Este esfuerzo -que nuestro pensamiento ejecuta porque se cree capaz de controlar la vida- no solo nos agota y desconecta del cuerpo, sino que además resulta en gran medida inútil: cada vez que rechazamos lo real, o que lo valoramos como algo que hay que cambiar, estamos huyendo a una ficción que solo es mental, que no existe ahora. Esto nos impide apreciar y disfrutar lo que sí existe, el regalo de la vida. Nuestras ideas sobre quiénes somos, y especialmente sobre cómo debería ser la realidad, nos impiden atender lo que tenemos delante, lo que la vida nos está dando ahora.

Nuestros mecanismos mentales suelen ser inconscientes, y el simple hecho de darnos cuenta de los engaños a los que nos someten abre una inmensa puerta a la felicidad consciente. Pero para dejar de aferrarnos a un pensamiento, primero es necesario interiorizar que no somos ese pensamiento.... Resulta más fácil darse cuenta de esto por medio de la práctica que asimilarlo de manera teórica, por eso el mindfulness es ante todo experiencial.

La meditación aporta mucha luz en este sentido, y nos ayuda a no creer en todas esas valoraciones personales que parecen tener validez en el momento en que surgen. Cuando aprendemos a dejar que los pensamientos pasen de largo, y a dirigir la atención a lo que estamos percibiendo en el presente, se produce un alivio y alegría inexplicables. De hecho, los mejores departamentos de neurociencia del mundo han demostrado que esta práctica transforma nuestras conexiones sinápticas y aminora las regiones cerebrales ligadas al miedo, convirtiéndonos en personas menos reactivas, más serenas y alegres.

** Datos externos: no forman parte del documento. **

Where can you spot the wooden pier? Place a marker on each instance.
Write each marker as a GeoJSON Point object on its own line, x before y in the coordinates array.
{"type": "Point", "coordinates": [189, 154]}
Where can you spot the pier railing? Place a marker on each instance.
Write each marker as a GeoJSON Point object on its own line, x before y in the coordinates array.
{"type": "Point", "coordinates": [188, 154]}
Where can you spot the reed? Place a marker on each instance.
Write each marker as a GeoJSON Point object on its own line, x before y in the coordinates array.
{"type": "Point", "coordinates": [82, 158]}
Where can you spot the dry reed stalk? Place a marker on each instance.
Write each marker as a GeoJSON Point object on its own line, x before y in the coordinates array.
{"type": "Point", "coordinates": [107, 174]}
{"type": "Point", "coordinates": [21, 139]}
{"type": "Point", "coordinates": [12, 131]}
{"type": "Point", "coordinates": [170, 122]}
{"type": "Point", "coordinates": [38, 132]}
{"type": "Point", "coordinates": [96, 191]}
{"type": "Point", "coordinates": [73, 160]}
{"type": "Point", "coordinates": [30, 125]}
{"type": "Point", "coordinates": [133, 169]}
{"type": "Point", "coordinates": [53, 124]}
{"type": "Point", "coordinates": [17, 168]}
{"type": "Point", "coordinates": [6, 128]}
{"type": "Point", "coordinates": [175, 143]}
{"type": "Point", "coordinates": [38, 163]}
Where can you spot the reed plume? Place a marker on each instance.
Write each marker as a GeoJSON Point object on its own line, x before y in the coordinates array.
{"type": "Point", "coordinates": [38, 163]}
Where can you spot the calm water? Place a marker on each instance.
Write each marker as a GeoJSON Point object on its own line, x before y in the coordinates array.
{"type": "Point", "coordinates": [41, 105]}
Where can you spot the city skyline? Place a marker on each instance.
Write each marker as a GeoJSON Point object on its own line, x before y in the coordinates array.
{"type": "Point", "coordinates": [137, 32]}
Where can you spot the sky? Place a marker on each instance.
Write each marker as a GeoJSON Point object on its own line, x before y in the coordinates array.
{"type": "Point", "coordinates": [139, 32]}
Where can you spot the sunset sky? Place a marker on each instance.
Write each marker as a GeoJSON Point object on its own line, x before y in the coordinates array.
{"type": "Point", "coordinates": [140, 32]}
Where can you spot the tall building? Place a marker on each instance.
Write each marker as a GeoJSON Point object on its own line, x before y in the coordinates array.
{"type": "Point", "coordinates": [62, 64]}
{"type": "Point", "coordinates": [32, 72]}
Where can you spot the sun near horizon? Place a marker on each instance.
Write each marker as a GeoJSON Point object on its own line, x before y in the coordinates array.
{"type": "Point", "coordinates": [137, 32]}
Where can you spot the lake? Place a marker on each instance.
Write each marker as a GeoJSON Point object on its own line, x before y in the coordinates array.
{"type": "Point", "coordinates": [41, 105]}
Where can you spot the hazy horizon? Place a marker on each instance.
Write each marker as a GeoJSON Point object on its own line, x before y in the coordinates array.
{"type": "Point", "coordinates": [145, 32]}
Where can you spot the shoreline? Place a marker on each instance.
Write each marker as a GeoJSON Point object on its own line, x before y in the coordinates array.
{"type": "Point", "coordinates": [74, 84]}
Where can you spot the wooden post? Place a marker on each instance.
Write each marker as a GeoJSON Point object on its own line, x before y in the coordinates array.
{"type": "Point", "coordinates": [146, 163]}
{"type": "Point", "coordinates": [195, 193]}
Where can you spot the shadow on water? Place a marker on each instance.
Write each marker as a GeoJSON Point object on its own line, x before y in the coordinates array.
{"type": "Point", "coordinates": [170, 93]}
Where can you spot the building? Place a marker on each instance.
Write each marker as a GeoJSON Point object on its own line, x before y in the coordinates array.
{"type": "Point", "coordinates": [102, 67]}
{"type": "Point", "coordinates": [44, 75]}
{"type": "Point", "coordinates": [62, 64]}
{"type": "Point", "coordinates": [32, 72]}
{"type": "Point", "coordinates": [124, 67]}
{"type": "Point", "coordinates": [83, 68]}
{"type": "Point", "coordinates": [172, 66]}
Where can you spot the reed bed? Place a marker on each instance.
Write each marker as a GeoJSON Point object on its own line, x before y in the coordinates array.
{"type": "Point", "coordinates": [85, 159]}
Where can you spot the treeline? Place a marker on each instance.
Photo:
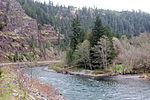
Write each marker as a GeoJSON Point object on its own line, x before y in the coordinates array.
{"type": "Point", "coordinates": [93, 50]}
{"type": "Point", "coordinates": [60, 17]}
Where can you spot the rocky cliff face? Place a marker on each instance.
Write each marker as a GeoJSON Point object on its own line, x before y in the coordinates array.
{"type": "Point", "coordinates": [14, 19]}
{"type": "Point", "coordinates": [20, 39]}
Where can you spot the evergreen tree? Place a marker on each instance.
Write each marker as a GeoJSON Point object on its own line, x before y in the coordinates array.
{"type": "Point", "coordinates": [76, 33]}
{"type": "Point", "coordinates": [97, 32]}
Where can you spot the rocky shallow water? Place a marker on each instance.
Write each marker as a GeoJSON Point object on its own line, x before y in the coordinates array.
{"type": "Point", "coordinates": [121, 87]}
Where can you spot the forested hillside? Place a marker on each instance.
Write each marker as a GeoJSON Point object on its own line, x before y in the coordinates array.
{"type": "Point", "coordinates": [60, 17]}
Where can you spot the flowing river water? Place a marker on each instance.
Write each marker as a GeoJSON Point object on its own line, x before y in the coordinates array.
{"type": "Point", "coordinates": [122, 87]}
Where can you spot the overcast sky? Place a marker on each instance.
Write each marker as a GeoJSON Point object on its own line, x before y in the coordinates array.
{"type": "Point", "coordinates": [118, 5]}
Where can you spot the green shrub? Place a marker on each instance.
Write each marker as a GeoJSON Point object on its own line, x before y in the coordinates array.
{"type": "Point", "coordinates": [1, 72]}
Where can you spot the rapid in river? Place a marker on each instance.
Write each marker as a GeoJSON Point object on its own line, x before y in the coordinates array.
{"type": "Point", "coordinates": [121, 87]}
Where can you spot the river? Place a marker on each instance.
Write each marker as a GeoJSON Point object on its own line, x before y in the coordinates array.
{"type": "Point", "coordinates": [127, 87]}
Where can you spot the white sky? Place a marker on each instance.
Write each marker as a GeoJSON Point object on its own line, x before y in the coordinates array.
{"type": "Point", "coordinates": [118, 5]}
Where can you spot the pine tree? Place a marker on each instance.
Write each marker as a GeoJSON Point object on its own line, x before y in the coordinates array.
{"type": "Point", "coordinates": [97, 32]}
{"type": "Point", "coordinates": [76, 33]}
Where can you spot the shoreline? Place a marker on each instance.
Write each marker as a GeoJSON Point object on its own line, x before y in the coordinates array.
{"type": "Point", "coordinates": [36, 90]}
{"type": "Point", "coordinates": [99, 76]}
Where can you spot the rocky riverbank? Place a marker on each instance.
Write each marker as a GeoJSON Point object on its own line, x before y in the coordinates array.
{"type": "Point", "coordinates": [14, 85]}
{"type": "Point", "coordinates": [81, 72]}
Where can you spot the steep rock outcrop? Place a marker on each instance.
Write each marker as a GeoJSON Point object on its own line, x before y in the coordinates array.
{"type": "Point", "coordinates": [14, 19]}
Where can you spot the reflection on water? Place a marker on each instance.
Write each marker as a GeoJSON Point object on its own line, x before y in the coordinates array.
{"type": "Point", "coordinates": [81, 88]}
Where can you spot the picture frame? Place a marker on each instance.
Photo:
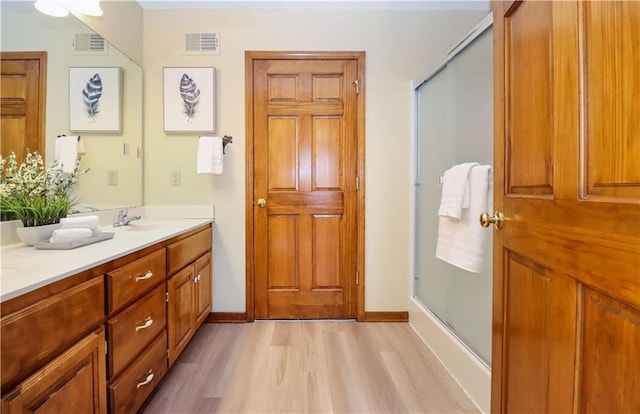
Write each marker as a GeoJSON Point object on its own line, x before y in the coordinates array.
{"type": "Point", "coordinates": [189, 99]}
{"type": "Point", "coordinates": [95, 99]}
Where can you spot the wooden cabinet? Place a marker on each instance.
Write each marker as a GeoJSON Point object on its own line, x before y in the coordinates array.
{"type": "Point", "coordinates": [127, 283]}
{"type": "Point", "coordinates": [73, 382]}
{"type": "Point", "coordinates": [129, 390]}
{"type": "Point", "coordinates": [202, 286]}
{"type": "Point", "coordinates": [189, 290]}
{"type": "Point", "coordinates": [54, 339]}
{"type": "Point", "coordinates": [180, 290]}
{"type": "Point", "coordinates": [53, 324]}
{"type": "Point", "coordinates": [136, 334]}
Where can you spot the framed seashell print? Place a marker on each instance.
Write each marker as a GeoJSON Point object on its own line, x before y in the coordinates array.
{"type": "Point", "coordinates": [95, 99]}
{"type": "Point", "coordinates": [189, 99]}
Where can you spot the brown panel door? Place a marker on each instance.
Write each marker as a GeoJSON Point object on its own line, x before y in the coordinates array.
{"type": "Point", "coordinates": [305, 170]}
{"type": "Point", "coordinates": [566, 329]}
{"type": "Point", "coordinates": [22, 104]}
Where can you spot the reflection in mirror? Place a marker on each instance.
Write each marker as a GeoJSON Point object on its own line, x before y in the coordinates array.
{"type": "Point", "coordinates": [114, 159]}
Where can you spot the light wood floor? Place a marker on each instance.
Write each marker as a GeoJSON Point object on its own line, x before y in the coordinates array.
{"type": "Point", "coordinates": [307, 367]}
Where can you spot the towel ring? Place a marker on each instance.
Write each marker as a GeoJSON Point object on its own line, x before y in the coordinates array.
{"type": "Point", "coordinates": [227, 139]}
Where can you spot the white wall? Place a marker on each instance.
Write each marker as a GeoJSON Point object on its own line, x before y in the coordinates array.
{"type": "Point", "coordinates": [400, 45]}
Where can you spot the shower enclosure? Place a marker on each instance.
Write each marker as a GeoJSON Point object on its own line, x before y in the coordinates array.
{"type": "Point", "coordinates": [454, 124]}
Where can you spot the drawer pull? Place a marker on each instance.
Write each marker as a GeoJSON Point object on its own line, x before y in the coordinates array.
{"type": "Point", "coordinates": [147, 323]}
{"type": "Point", "coordinates": [147, 380]}
{"type": "Point", "coordinates": [146, 276]}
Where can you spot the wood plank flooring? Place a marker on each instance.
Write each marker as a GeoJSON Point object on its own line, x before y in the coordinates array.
{"type": "Point", "coordinates": [307, 367]}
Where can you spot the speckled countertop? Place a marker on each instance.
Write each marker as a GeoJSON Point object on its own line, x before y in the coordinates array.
{"type": "Point", "coordinates": [24, 268]}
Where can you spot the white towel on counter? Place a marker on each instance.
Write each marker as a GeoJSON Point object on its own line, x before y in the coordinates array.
{"type": "Point", "coordinates": [81, 222]}
{"type": "Point", "coordinates": [462, 242]}
{"type": "Point", "coordinates": [66, 152]}
{"type": "Point", "coordinates": [210, 159]}
{"type": "Point", "coordinates": [69, 235]}
{"type": "Point", "coordinates": [455, 190]}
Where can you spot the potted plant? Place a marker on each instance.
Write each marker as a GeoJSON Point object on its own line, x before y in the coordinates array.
{"type": "Point", "coordinates": [36, 195]}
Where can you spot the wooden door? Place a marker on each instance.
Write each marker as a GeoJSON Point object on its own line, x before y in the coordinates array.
{"type": "Point", "coordinates": [306, 165]}
{"type": "Point", "coordinates": [180, 316]}
{"type": "Point", "coordinates": [566, 329]}
{"type": "Point", "coordinates": [23, 81]}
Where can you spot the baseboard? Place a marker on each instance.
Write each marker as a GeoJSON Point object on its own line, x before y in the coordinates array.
{"type": "Point", "coordinates": [233, 317]}
{"type": "Point", "coordinates": [386, 317]}
{"type": "Point", "coordinates": [226, 317]}
{"type": "Point", "coordinates": [465, 367]}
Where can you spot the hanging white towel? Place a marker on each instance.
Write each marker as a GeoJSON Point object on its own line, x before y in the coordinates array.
{"type": "Point", "coordinates": [455, 190]}
{"type": "Point", "coordinates": [462, 242]}
{"type": "Point", "coordinates": [81, 222]}
{"type": "Point", "coordinates": [210, 160]}
{"type": "Point", "coordinates": [66, 152]}
{"type": "Point", "coordinates": [69, 235]}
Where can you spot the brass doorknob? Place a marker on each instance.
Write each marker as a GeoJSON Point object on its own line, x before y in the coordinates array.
{"type": "Point", "coordinates": [497, 219]}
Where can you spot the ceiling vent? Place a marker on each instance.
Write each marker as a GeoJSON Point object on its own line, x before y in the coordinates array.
{"type": "Point", "coordinates": [202, 43]}
{"type": "Point", "coordinates": [89, 43]}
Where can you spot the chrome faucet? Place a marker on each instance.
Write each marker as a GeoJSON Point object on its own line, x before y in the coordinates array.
{"type": "Point", "coordinates": [124, 219]}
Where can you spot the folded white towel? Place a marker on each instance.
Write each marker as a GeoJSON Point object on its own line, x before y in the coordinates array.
{"type": "Point", "coordinates": [210, 160]}
{"type": "Point", "coordinates": [66, 152]}
{"type": "Point", "coordinates": [81, 222]}
{"type": "Point", "coordinates": [463, 242]}
{"type": "Point", "coordinates": [69, 235]}
{"type": "Point", "coordinates": [455, 190]}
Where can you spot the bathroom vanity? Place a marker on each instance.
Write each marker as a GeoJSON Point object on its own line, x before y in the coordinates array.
{"type": "Point", "coordinates": [96, 328]}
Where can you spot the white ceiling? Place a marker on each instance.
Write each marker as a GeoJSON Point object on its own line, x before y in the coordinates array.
{"type": "Point", "coordinates": [315, 4]}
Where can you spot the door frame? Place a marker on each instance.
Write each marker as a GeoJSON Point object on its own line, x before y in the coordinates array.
{"type": "Point", "coordinates": [250, 57]}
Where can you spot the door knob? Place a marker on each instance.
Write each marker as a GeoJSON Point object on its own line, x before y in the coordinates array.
{"type": "Point", "coordinates": [497, 219]}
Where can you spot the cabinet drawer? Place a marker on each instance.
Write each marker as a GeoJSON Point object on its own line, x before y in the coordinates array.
{"type": "Point", "coordinates": [186, 251]}
{"type": "Point", "coordinates": [132, 330]}
{"type": "Point", "coordinates": [132, 280]}
{"type": "Point", "coordinates": [129, 391]}
{"type": "Point", "coordinates": [72, 382]}
{"type": "Point", "coordinates": [36, 334]}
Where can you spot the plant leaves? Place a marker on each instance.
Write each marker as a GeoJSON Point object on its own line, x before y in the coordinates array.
{"type": "Point", "coordinates": [190, 95]}
{"type": "Point", "coordinates": [91, 95]}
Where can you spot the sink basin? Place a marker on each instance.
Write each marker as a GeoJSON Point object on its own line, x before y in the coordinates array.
{"type": "Point", "coordinates": [141, 226]}
{"type": "Point", "coordinates": [9, 272]}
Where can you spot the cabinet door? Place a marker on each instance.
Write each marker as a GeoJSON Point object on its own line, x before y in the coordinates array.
{"type": "Point", "coordinates": [74, 382]}
{"type": "Point", "coordinates": [203, 288]}
{"type": "Point", "coordinates": [181, 320]}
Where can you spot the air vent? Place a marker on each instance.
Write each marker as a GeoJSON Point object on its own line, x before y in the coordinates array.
{"type": "Point", "coordinates": [202, 43]}
{"type": "Point", "coordinates": [89, 43]}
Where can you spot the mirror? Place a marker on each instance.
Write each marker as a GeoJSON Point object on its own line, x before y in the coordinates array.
{"type": "Point", "coordinates": [114, 159]}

¿Pero es posible vivir sin esfuerzo? La progresiva desidentificación del pensamiento que aporta esta práctica nos permite darnos cuenta de que la vida se desenvuelve momento a momento sin la intervención del «yo». Y al hacernos conscientes de esto, sobreviene una maravillosa confianza: la vida no depende de nuestros pensamientos, funciona por medio de una inteligencia consciente muy superior a la del «yo». No hay más que centrar la atención en el prodigio que es nuestro organismo para percatarse: no somos el control mental que pretende dominarnos a costa de nuestra salud y felicidad.

No somos nuestros pensamientos, insisten los sabios budistas. Cuando avanzamos en la práctica, si el ruido mental deja espacio al silencio, se vuelve posible detectar ese «darse cuenta» que es permanente en nosotros. La presencia o consciencia que en realidad somos no cambia, aunque cambien sus contenidos. Y este «darse cuenta» inmutable es el que arroja luz en nuestras vidas. Todo ello sucede sin la intervención de los pensamientos: el mindfulness no da frutos por medio del esfuerzo. Requiere de entrega y confianza, pero ésta sobreviene por medio de la intuición real que adquirimos al meditar, no es forzada.

«Darse cuenta»

La fe creciente que se despierta mediante la práctica está fundamentada en una experiencia real, no es una creencia ni una idea. Se basa -precisamente- en ese «darse cuenta» que atisbamos cuando nos sentamos a meditar, a veces con más claridad que otras. Y aunque es una práctica muy sencilla, existen muchos malentendidos al respecto, sobre todo entre los principiantes. Lo habitual es que el esfuerzo y los juicios hagan mella cuando comenzamos a meditar, por lo que no está de más apuntarse a un curso de iniciación. Los pensamientos no van a cesar porque libremos una batalla, basta con darse cuenta de que están ahí.

El mindfulness no está basado en el esfuerzo, insisto: requiere de la desidentificación progresiva que trae la práctica continuada, ya que difícilmente conseguiremos acabar con el pensamiento por medio del pensamiento. Hasta que esa desindentificación no empieza a germinar en nosotros, no brota la confianza que cuestiona a ese «yo» que tomábamos por cierto. ¿Las claves de esta transformación? Aceptación, hábito y consciencia.